翻訳のほうでは注目の復刊企画が始まりました。R・オースティン・フリーマン『ソーンダイク博士短篇全集 Ⅰ 歌う骨』(渕上痩平訳 国書刊行会 3600円+税)は、〈シャーロック・ホームズのライヴァルたち〉のひとりである法医学者ソーンダイク博士の、現時点で判明している中短篇すべてを新訳で三巻に集成するものです。第一巻には第一・第二短篇集が収められています。

 倒叙形式のミステリの嚆矢(こうし)である第二短篇集『歌う骨』がすばらしいのは勿論ですが、第一短篇集『ジョン・ソーンダイクの事件記録』の面白さにはあらためて感じ入るものがありました。本全集では原書の単行本化に際して割愛された初出誌の挿絵や、フリーマン自身の手による図版や証拠写真の数々が可能な限り収められていて、「青いスパンコール」「アルミニウムの短剣」といった代表作からもまた新鮮な印象を受けたためです。続刊がとても楽しみです。

〈名作ミステリ新訳プロジェクト〉からは二冊刊行されていて、まずフレドリック・ブラウン『シカゴ・ブルース』(高山真由美訳 創元推理文庫 1040円+税)はブラウンの長篇ミステリ第一作で、MWA最優秀処女長編賞を受賞した代表作です。

 父親と同じ会社で印刷工の見習いをしているエドは、酔った父親が路地で強盗に殺されたという警察からの知らせに驚きます。伯父のアンブローズのすすめを受け、エドは伯父とともにシカゴの夜の街に繰り出して独自の捜査を始めます。

 複雑な家庭環境の少年エドが、父の突然の死をきっかけに現実と向き合う過程をえがく優れたビルドゥングス・ロマンです。伯父との捜査行のなかで、エドは終にはマフィアに牛耳られる夜のシカゴで危ない橋を渡るまでに至ります。長篇七作にわたるシリーズはエドの成長とともに物語が進みますから、はじめて読まれた方にはぜひ後続の作品も読んでみていただきたいです。

 各篇にはそれぞれ、すぐれたSFの書き手でもあったブラウンの独創的な着想が盛り込まれています。伯父(おじ)と探偵事務所を開いたエドのもとに、火星人から命を狙われていると依頼人が訴える『死にいたる火星人の扉』などはその最たるものでしょう。

 続いてジョン・ディクスン・カー『死者はよみがえる』(三角和代訳 創元推理文庫 920円+税)はギデオン・フェル博士シリーズの第八長篇です。

 奇妙な経緯で女性の絞殺死体の発見者となった作家のケントは、あきらかに自らが疑いをかけられる状況であるのを恐れ、現場から逃げ出してギデオン・フェル博士のもとに駆け込みます。すると居合わせたハドリー警視から、長旅に出ている間に親族に怪事件が続いていると聞かされて……。

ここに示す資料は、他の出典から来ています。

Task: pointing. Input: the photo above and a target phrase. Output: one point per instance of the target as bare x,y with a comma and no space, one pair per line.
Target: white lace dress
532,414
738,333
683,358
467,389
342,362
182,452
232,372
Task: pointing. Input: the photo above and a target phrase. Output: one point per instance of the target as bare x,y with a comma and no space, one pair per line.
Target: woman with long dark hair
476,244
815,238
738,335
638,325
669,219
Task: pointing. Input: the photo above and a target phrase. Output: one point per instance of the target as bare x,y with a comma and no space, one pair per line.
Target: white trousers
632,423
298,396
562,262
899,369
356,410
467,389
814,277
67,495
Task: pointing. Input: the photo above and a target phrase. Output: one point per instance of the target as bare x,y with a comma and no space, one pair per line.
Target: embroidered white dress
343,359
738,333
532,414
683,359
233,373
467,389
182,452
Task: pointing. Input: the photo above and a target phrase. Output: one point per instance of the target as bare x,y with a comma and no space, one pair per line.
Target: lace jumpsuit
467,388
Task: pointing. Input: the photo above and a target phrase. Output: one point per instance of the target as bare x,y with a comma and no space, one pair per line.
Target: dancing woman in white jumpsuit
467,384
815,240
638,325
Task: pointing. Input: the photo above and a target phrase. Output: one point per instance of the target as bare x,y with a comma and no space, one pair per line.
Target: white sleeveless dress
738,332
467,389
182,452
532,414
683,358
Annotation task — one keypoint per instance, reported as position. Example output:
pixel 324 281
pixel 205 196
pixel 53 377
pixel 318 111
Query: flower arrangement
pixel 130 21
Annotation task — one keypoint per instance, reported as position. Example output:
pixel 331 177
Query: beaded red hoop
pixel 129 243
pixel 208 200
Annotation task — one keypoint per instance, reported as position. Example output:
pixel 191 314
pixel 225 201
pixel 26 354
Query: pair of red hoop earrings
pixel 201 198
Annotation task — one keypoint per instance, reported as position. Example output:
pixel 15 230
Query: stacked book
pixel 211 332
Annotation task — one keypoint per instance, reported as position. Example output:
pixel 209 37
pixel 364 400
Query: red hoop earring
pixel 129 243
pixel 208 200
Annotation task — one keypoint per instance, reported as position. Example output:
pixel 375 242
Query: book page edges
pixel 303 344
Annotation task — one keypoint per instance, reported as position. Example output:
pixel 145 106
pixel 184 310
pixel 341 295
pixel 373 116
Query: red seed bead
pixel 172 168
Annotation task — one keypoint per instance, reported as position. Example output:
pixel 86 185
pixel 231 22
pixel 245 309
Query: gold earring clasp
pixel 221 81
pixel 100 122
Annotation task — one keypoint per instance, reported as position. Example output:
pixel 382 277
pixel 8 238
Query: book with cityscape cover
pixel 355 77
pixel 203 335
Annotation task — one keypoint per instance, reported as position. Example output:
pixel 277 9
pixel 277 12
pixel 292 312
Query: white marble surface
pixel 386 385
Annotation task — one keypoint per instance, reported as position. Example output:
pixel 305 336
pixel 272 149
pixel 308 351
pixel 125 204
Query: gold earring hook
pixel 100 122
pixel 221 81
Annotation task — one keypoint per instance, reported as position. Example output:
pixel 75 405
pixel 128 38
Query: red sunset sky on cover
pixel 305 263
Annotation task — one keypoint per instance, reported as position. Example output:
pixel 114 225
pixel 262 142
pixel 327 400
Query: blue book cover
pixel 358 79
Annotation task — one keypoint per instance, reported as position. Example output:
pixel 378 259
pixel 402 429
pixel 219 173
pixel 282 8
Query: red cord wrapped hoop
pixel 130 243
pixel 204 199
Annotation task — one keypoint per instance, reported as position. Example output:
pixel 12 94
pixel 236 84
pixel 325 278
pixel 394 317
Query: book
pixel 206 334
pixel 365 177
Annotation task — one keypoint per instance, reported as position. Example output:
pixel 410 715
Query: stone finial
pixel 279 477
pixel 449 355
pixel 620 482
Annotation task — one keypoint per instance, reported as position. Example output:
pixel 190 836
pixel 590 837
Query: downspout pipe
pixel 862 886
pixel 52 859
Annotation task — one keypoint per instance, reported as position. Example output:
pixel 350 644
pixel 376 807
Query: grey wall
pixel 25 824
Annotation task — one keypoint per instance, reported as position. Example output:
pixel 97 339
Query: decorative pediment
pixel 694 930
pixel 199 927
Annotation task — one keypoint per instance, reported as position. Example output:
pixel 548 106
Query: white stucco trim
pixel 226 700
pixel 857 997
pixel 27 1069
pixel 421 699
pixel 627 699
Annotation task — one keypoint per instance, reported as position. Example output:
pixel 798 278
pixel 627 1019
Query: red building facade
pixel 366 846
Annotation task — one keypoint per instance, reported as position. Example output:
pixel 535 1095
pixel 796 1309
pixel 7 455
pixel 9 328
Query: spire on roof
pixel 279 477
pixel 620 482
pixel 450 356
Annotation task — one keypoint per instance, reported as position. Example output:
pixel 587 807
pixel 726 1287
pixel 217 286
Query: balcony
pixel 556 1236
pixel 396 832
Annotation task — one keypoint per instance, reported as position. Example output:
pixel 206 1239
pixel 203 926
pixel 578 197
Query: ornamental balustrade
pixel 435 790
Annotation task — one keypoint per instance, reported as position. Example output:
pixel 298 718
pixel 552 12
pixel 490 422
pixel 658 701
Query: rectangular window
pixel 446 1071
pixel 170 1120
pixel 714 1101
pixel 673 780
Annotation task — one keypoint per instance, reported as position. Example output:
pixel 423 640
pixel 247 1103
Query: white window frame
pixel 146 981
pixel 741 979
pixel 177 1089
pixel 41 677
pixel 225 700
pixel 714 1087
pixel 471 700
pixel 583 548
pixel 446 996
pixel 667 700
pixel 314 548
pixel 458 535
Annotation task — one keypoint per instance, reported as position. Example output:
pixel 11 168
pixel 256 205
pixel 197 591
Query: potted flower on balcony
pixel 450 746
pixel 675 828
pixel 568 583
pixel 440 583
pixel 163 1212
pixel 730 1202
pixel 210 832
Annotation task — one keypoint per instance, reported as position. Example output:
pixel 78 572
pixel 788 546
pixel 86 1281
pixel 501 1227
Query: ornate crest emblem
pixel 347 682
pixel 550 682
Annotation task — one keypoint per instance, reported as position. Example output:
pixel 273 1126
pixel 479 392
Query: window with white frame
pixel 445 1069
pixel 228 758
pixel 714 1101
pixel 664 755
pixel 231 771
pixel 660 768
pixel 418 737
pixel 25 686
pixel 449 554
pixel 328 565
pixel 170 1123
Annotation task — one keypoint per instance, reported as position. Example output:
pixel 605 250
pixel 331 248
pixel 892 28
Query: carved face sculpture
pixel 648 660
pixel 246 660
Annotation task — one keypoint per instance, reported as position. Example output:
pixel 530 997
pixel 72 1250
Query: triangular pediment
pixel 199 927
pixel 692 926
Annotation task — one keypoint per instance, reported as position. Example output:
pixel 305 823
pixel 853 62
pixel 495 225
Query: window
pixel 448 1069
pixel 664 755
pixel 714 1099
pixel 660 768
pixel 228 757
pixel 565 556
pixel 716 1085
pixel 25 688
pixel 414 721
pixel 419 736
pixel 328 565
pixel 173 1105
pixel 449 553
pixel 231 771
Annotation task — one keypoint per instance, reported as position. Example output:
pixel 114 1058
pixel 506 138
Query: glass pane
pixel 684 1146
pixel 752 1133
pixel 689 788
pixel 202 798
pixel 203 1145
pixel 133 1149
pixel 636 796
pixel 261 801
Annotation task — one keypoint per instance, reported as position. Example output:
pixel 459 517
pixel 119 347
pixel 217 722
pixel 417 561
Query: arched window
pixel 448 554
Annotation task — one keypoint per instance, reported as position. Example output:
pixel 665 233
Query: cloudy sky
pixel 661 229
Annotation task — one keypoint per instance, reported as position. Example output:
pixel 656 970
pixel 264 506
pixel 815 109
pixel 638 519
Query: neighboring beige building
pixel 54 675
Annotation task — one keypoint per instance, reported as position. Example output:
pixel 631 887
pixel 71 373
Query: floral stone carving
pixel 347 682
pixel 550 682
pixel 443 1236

 シリーズの先行作では『盲目の理髪師』『アラビアンナイトの殺人』あたりと傾向が似た、謎が次々とおとずれる展開の面白さで読ませる作品です。関係者に尋問するたびに不可解な証言が飛び出してくるのでいささか込み入りすぎているきらいはありますが、フェル博士が掲げる十二の疑問点を収拾する解答は意外性十分でしょう。